Isabelle hoped that comment would bring the small lift to Alexander’s lips, but his head remained facing the far wall.

Nurse Margaret looked into Isabelle’s eyes, a challenge unconcealed there. She pulled back a thin cotton blanket to expose Alexander’s torso. The straps from his chair formed raw, red welts on his shoulders. Bruising left his skin in various shades of purple, green, and yellow.

Isabelle shuddered and felt ill.

“When you see this,” Nurse Margaret said, indicating Alexander’s wounds, “you think of your husband and of your own discomfort. When I see it, I know that it is the natural progression from one stage of healing to the next. You recoil. I press forward. These are instincts that lead us to either flourish in a nursing profession or fail. You are not suited to nursing a patient. Go back to your drawing room.” The woman turned her back on Isabelle and continued to attend to Alexander as if Isabelle were already gone.

Feeling the sting of her dismissal, Isabelle knew she could either turn and walk away or continue a fruitless discussion.
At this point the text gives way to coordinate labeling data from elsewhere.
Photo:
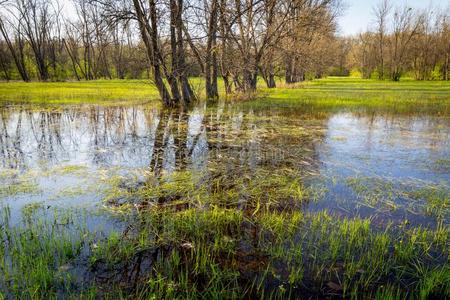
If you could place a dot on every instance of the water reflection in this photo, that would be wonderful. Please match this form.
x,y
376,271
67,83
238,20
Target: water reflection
x,y
329,146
Without any hope of changing the nurse’s mind, Isabelle spoke, nonetheless. Nurse Margaret was not, after all, the only person in the parlor. “Technique and training are helping Mr. Osgood heal, and for that I am grateful. However, force and coldness cannot do all that remains to be done.” She hoped Alexander, his face to the far wall, heard and understood her words. She trusted he recognized her willingness to assist him, to comfort and support him.

Frustrated and irritated, Isabelle paced the small drawing room. Doctor Kelley stood at the door asking Doctor Fredericks frank and specific questions, and the specialist returned answers that even Isabelle recognized as condescending and vague.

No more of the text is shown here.